Trump, who has just taken office now, is indeed steadily advancing his commitment to the encryption industry at that time. So in 2025, Trump and a Republican-controlled CongressIt may bring major changes to the encryption field -for industry participants, this is a gratifying change.
In addition, in this round of the US election, the encryption industry began to "show the mountains and dew" and became one of the important gold owners of the election: according to relevant reports, The Super Action Committee (PAC) Fairshake, which supports cryptocurrency, raised more than $ 200 million from the crypto industry to help candidates who help cryptocurrencies win. It is mainly aimed at Republican and key Democratic candidates, which is expected to continue to bring urgently need to be in the encryption industry.
It is worth mentioning that as early as December 2024, Trump appointed PayPal executive Sax as the White House "AI and cryptocurrency." Sax is deemed to be supporters in the innovation and encryption industry. Some encrypted practitioners believe that the "encrypted tsar" is expected to bring more benefits in supporting digital assets.
In addition, during the last Congress, the US House of Representatives passed the 21st Century Financial Innovation and Technical Act (FIT 21) to establish a digital asset supervision framework. And assign jurisdiction between the SEC and the Commodity Futures Trading Commission (CFTC). Although FIT 21 does not meet all the requirements of the encryption industry, it represents the greatest efforts of the US Congress so far.
Also, people's interest in the establishment of Bitcoin strategic reserves reappear again. Cynthia Lummis, a Republican Senator in Waioming, recently launched the Bitcoin Act, which hopes to establish a strategic Bitcoin reserve for the United States and formulate a structured Bitcoin purchase plan.
In addition to the above, the RockFlow investment research team predicts that the Federal Bank and other financial regulatory agencies will re-examine the encryption of the Biden Times. Since 2021, regulators have put pressure on banks by issuing a number of related interpretations, asking them to "cancel" controversial encryption business, which has basically prevented banks from engaging in custody and other activities. Given that Trump has promised to protect the encrypted industry from "persecution" from regulatory, these explanations have a major change in supervision.
Finally, the increase in capital market activities in the encryption industry is also an important benefit. With the improvement of regulatory transparency, coupled with factors such as the continuous attention of investors, the increase in institutional adoption rates, and increased wind investment funds, related capital market activities (including IPO) are expected to increase significantly.
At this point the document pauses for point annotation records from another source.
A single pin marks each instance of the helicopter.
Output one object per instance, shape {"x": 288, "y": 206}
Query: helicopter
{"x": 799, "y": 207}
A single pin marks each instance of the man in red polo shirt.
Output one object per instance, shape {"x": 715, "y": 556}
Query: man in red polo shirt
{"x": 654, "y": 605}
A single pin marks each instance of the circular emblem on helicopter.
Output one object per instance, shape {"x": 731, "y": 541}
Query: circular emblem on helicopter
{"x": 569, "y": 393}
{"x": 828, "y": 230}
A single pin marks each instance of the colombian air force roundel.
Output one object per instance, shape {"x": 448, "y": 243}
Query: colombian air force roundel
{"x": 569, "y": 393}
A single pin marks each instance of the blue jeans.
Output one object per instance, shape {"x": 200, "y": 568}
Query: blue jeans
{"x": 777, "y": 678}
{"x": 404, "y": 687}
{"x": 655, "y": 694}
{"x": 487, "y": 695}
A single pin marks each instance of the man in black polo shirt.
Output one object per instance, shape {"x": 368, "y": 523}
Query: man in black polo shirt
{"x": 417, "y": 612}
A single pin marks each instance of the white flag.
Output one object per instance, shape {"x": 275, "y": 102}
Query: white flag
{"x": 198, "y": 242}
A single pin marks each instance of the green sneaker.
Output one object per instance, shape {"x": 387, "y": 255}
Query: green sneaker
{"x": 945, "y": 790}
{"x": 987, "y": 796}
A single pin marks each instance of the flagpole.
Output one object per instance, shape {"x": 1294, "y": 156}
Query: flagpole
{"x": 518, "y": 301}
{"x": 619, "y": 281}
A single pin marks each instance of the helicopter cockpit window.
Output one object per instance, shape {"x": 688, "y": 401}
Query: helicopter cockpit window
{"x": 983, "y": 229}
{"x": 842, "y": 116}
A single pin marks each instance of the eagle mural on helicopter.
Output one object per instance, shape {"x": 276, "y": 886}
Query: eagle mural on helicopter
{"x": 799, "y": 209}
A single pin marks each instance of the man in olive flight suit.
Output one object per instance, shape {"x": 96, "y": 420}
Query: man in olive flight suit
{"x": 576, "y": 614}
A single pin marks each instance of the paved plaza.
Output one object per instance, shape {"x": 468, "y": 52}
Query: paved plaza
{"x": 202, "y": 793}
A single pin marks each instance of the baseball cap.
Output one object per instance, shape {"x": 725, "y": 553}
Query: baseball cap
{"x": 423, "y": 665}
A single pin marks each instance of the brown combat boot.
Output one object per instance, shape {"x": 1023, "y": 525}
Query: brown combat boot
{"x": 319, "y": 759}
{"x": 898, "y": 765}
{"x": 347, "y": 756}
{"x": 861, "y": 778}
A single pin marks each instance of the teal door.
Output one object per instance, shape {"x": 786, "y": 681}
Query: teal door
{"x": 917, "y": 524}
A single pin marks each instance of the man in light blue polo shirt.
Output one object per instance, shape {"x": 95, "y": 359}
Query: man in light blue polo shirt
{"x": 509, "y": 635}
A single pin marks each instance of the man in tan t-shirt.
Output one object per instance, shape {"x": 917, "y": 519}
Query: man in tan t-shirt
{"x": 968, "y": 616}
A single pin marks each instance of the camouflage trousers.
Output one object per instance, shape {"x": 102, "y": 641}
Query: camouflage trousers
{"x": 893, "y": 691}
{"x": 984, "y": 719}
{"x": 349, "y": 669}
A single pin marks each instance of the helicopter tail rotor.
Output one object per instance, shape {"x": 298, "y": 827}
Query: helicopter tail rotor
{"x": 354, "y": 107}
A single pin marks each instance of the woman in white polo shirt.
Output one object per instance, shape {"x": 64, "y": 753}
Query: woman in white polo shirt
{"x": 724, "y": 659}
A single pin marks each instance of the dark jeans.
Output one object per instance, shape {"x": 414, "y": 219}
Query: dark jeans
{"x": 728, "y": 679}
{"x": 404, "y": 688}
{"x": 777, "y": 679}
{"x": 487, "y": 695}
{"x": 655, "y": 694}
With the continuous maturity of the encrypted economy, regulatory development and market enthusiasmConvergence will create more opportunities for public listings, M&A transactions and deeper institutional involvement.
Conclusion
RockFlow investment research team believes that the financial industry represented by Bitcoin spot ETF Products are reshaping the crypto investment landscape, not only effectively attracting capital inflows from institutions and retail investors, but also driving structural demand for Bitcoin. Over the past year, they have proven their potential to legitimize and expand use cases for crypto assets.
At the same time, although the Ethereum ETF started slowly, its good development momentum is gradually showing, and investor demand for it is growing. As the market matures further, new opportunities may further increase the attractiveness of crypto markets to traditional financial investors. The next wave of ETF inflows could unleash even greater growth.
In 2025, as crypto-friendly expectations heat up, the regulatory environment becomes clearer, institutional investors continue to enter the market, strategic reserve plans and other favorable factors intertwine, the crypto market will welcome A new growth cycle is coming.